The difference between the two diagrams is evident in the size of the blue circles, representing the number of vulnerabilities that need prioritization. This visual comparison highlights the level of effort required for each strategy. With a 10% EPSS threshold, the workload is significantly reduced, as there are far fewer vulnerabilities to address, saving time and resources. This approach greatly enhances efficiency, allowing organizations to concentrate on vulnerabilities that pose the highest risk if left unmitigated.

The consideration of EPSS in vulnerability prioritization makes it possible for organizations to focus their prevention strategies on threats that exist in practice. Further, suppose EPSS is used to analyze further why a vulnerability with a low CVSS score is more likely to be exploited in real life as compared to other counter vulnerabilities, then that fortress will be prioritized over others with higher CVSS scores but fewer users.

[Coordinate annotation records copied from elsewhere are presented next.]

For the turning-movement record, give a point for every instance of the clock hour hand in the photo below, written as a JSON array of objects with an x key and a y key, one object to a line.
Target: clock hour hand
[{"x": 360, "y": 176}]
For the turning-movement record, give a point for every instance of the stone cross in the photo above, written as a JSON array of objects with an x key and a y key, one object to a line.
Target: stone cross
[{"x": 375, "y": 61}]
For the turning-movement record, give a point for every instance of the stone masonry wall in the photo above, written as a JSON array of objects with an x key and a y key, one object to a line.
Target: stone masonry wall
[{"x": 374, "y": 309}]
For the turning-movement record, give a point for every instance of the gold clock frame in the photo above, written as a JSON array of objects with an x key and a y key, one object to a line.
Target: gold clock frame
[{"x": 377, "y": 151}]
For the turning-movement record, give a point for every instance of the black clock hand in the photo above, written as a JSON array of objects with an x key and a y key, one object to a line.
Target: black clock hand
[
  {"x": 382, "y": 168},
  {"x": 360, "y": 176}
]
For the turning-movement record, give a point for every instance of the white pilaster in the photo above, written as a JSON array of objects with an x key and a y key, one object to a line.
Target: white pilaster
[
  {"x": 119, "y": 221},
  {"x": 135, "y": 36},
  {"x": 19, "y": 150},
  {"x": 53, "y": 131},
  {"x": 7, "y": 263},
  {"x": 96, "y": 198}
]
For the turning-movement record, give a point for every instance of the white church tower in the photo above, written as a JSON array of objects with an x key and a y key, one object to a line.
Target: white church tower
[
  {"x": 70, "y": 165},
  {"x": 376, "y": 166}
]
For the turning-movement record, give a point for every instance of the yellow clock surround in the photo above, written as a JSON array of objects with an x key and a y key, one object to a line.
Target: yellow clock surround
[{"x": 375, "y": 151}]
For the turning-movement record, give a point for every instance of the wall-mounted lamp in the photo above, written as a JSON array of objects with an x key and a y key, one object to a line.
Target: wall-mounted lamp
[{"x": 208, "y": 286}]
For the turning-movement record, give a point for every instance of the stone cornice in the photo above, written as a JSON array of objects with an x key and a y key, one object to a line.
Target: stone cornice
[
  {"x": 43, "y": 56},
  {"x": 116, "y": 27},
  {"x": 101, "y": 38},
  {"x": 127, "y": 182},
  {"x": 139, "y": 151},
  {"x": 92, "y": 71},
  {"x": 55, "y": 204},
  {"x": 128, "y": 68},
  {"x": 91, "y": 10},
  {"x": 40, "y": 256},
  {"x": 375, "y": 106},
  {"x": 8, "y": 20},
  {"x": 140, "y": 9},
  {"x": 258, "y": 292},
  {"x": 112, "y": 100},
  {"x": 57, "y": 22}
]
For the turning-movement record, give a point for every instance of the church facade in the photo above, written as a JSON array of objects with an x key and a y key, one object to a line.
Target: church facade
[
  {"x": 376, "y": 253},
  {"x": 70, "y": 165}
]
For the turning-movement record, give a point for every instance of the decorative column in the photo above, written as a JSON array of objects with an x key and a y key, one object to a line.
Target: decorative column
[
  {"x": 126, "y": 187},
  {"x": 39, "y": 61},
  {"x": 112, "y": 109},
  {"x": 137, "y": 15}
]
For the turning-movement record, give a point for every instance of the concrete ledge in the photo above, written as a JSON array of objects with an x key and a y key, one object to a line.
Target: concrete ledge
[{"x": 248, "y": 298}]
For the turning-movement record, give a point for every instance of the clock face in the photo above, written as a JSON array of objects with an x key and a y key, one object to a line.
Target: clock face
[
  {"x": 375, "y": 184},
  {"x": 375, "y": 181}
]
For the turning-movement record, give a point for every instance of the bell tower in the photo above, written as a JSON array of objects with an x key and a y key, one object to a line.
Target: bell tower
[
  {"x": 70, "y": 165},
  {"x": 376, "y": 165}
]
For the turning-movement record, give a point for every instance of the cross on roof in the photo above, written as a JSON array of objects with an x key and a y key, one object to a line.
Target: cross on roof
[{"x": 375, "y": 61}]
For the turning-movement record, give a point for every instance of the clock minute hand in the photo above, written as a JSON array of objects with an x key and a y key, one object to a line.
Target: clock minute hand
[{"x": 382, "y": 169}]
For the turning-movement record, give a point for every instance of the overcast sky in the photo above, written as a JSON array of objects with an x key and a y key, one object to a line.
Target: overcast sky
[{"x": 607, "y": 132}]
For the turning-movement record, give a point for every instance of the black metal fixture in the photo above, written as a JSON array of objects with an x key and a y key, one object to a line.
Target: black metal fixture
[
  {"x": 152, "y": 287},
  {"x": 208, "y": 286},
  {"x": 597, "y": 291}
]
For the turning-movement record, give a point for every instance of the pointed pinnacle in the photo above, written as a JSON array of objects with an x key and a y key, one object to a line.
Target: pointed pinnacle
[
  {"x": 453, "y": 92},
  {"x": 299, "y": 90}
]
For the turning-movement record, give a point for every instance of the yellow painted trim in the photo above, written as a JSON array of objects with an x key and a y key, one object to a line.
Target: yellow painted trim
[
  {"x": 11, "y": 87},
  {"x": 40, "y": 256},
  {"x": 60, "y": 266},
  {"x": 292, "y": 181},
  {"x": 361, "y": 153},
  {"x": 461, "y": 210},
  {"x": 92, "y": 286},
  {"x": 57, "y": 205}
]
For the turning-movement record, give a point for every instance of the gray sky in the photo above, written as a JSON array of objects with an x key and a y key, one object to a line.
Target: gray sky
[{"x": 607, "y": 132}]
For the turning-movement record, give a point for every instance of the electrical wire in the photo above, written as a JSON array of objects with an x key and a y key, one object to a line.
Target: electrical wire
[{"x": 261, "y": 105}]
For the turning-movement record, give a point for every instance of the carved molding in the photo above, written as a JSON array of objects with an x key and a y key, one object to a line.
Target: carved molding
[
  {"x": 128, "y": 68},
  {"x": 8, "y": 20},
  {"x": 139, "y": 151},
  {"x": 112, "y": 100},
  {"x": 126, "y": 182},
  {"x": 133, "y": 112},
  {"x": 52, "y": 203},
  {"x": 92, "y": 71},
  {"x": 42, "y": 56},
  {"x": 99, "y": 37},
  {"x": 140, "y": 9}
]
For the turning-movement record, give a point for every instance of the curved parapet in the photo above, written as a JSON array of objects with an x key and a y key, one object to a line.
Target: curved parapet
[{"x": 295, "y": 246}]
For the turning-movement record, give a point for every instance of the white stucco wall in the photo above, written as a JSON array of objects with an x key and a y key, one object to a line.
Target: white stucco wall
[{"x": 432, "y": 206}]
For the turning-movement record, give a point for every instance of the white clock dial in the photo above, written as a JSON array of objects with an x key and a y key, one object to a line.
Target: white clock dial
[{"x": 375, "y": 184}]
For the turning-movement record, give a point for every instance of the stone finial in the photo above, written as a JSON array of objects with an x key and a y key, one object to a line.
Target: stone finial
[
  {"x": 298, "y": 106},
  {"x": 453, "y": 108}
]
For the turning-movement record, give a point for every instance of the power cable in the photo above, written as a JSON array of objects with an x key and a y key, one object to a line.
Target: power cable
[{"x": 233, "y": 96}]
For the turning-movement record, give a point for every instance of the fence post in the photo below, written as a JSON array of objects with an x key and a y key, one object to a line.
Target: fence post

Use Intruder to perform simple Vulnerability Prioritization

Intruder is a vulnerability management system which works in a cloud environment for the businesses to discover if any attacks are made and also help in discovering the weaknesses in the system before the weaknesses are exploited. Through continuous monitoring of security, monitoring of the attack surface and rationalization of threats, Intruder makes it easier for the respective teams to spend time on the most critical threats thus contributing to wider efficiency and ease of responsibilities in the area of cyber security

Intruder is introducing a new feature for prioritizing vulnerabilities where the Exploit Prediction Scoring System (EPSS) is being used to predict the chances of a vulnerability being abused in the period of 30 days and recounts on machine learning.

Very soon, the Intruder system will also display EPSS scores, which will allow your team to work on real EPSS scoring products better. These scores will be used in conjunction with Intruder’s current approach, which provides a CVSS scoring system with expert opinions to help prioritize your results more efficiently.